Quickly Find out What’s Being Processed in Your Migration Pipeline

buffalo migration is messy and so is debugging your migration code

Drupal 8 has a wonderful migration system that generally boils migrations into a particular entity type down into a single YAML file. This file specifies the data source, the output entity type, and how to process input fields and where in the entity they get stored.  

However, there can be a number of complications. Two, in particular, are bad or unexpected input data values, and exactly what form the input data - or even, the partially processed data - is in (eg, is it a scalar, an array, a nested array, etc.).

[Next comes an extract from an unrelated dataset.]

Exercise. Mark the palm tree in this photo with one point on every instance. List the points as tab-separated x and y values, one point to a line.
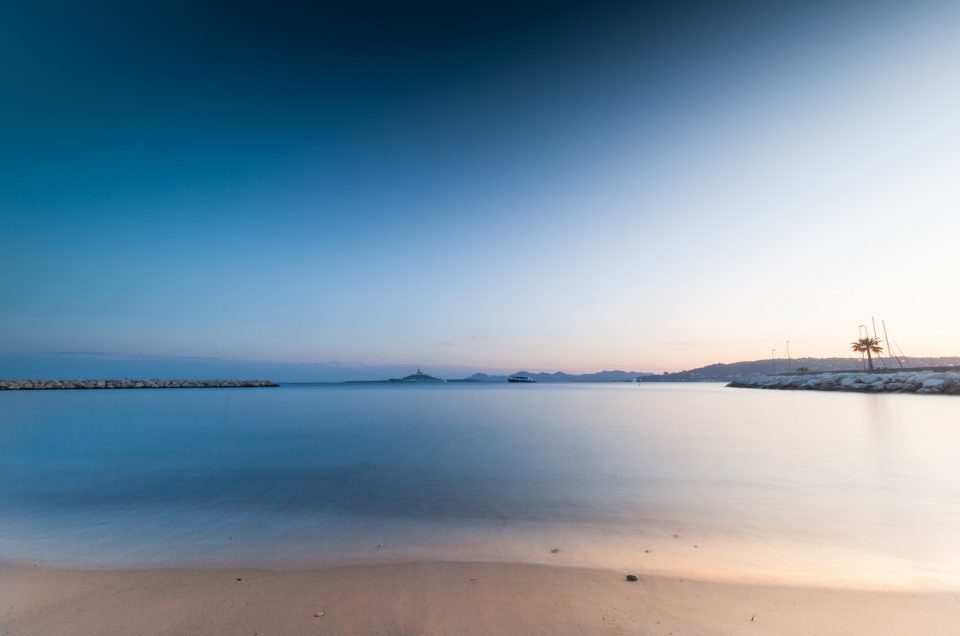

Because the migration system doesn’t provide a way to look at what’s going on inside the process pipeline, it can be difficult and frustrating to debug these kinds of issues.

One way to quickly see what’s going on without having to get into xdebug and grope around in the code for the various plugins provided by the migrate, drupal_migrate, migrate_plus, and migrate_tools modules, is to create a debug plugin and place it wherever you need in the process pipeline.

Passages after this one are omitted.